Serial health insurance fraudster jailed after using grandmother’s account to pocket £24k from 130 false cash plan claims

investigation fraud

A serial health insurance fraudster has been jailed for a year after submitting more than 130 claims worth £24,000 to multiple insurers under nine different names that seemingly targeted cash plan providers.

City of London police confirmed to Health & Protection that the claims were for “smaller payments, including a number of physiotherapy, chiropody, optical and dental treatments, among other things.”

Benjamin Wilby admitted starting the deception having previously been a member of one of the insurers through a workplace scheme and said he knew how the cover worked.

Wilby, of Acworth, Pontefract in Yorkshire was also found to have used his own grandmother’s bank account details to pocket his ill gotten gains for the scam conducted between December 2018 and September 2019.
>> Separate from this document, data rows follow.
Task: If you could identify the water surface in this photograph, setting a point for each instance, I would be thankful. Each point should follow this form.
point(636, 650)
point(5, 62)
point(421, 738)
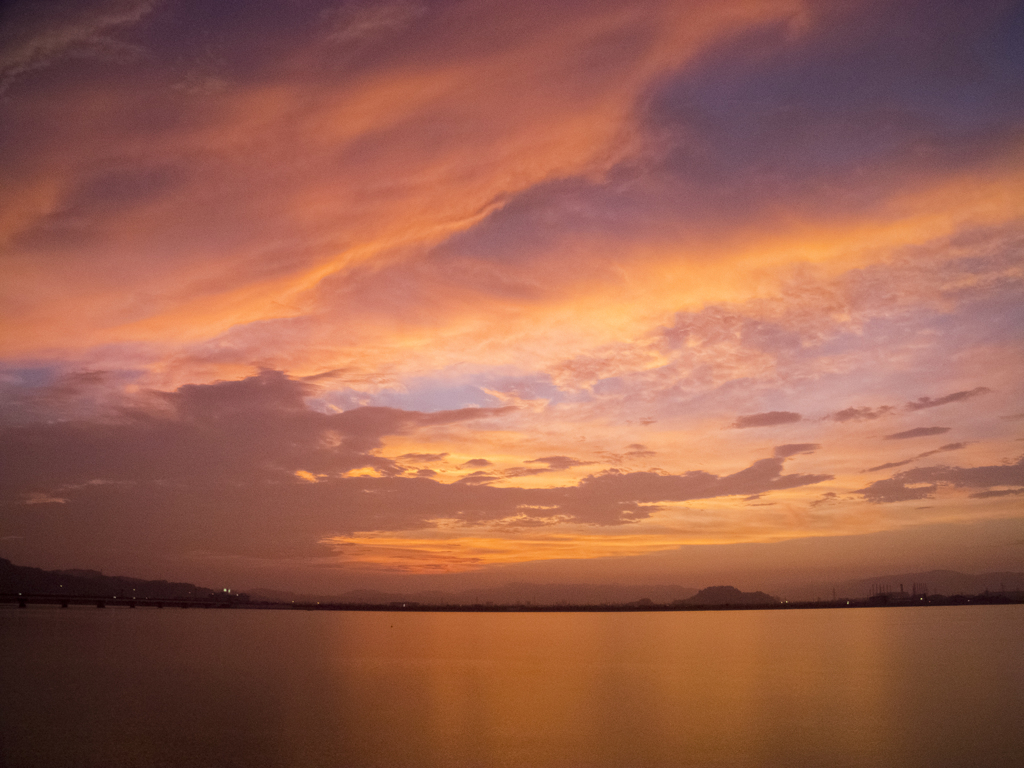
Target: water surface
point(930, 687)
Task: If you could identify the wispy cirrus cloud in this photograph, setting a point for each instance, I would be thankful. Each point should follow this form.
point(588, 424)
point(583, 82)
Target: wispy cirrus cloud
point(923, 402)
point(769, 419)
point(916, 432)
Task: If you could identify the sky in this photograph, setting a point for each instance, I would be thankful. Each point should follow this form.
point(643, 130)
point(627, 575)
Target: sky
point(407, 294)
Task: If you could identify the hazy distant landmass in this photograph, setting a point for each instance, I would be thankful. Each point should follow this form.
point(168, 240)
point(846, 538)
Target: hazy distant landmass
point(729, 596)
point(17, 579)
point(74, 583)
point(509, 594)
point(931, 582)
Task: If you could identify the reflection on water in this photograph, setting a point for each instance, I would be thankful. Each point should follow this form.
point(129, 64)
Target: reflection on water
point(870, 687)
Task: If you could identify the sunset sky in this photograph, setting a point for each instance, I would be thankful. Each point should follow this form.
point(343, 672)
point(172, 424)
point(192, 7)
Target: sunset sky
point(437, 293)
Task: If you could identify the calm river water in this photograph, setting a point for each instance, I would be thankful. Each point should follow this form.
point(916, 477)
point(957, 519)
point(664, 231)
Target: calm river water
point(930, 687)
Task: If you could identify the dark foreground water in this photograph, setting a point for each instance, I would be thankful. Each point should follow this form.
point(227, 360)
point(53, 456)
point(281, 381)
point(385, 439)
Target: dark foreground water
point(926, 687)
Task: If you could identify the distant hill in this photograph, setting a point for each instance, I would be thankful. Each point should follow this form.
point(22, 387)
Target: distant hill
point(934, 582)
point(729, 596)
point(509, 594)
point(75, 583)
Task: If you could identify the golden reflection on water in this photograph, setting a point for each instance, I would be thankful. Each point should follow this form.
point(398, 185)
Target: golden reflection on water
point(908, 687)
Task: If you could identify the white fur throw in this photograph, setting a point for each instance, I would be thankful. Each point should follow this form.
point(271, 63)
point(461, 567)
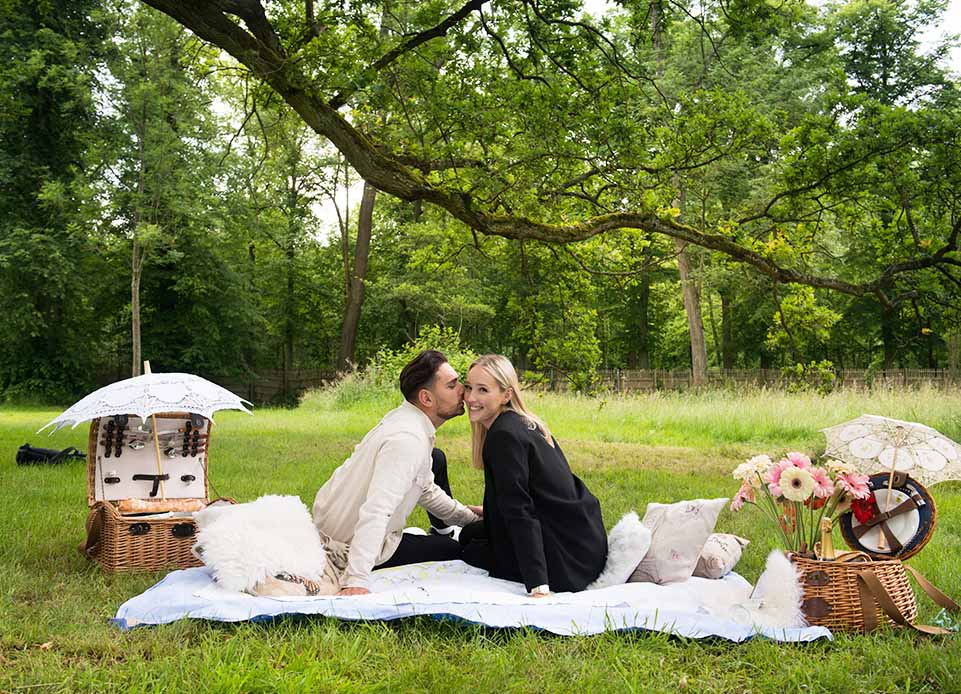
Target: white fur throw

When an unusual pattern of claims was identified by an insurer, the company referred the case to the City of London Police’s Insurance Fraud Enforcement Department (IFED).

Wilby was sentenced to 12 months imprisonment on 8 August at Leeds Crown Court having previously pleaded guilty to three counts of fraud by false representation.

 

Fake receipts

An insurance company initially looked into four policies which had a similar pattern of claims and all were located in the Yorkshire area, believing there to be one individual behind these policies. During their investigation, the insurer uncovered 54 claims linked to these policies.

The company contacted the 10 medical professionals listed on the claims to ask about the treatments they had supposedly provided. The providers confirmed that they had not administered these treatments and that the receipts given by the policyholders were fake.

Consequently, the insurer referred the case to IFED for further investigation.

IFED officers arrested Wilby at a family member’s house in September 2019. Upon executing a search warrant on the property, officers found various pieces of evidence indicating that Wilby had orchestrated 134 fraudulent claims with the insurer.

The unit found further evidence suggesting that Wilby had submitted similar claims with two other insurance companies.

During an interview with IFED officers, Wilby took full responsibility for the bogus claims.

He admitted that he previously had health insurance with one of the providers through a former employer, and therefore knew how the cover worked.

A cash-strapped Wilby took out four policies in different names for the purpose of committing fraud. He used computers at home and in his local library to forge receipts from medical professionals, taking logos from the internet.

But he also confessed that he used his grandmother’s bank account details to receive the payments from the claims. He had opened bank accounts in her name, which he controlled without her being aware of their existence.

 

Large volume of bogus claims

Detective Constable Surinder Ram, from the City of London Police’s Insurance Fraud Enforcement Department (IFED), said: “Although each claim made by Wilby was relatively low in value, the large volume of bogus claims he submitted totalled a whopping £24,000.

“As well as this, he inflicted further loss on the three insurance companies he targeted due to the hours that went into their teams looking into these claims.

“The outcome of this case shows that fraud will not be tolerated at any level. IFED and the industry will continue to work together to ensure that fraudsters are stopped and brought to justice.”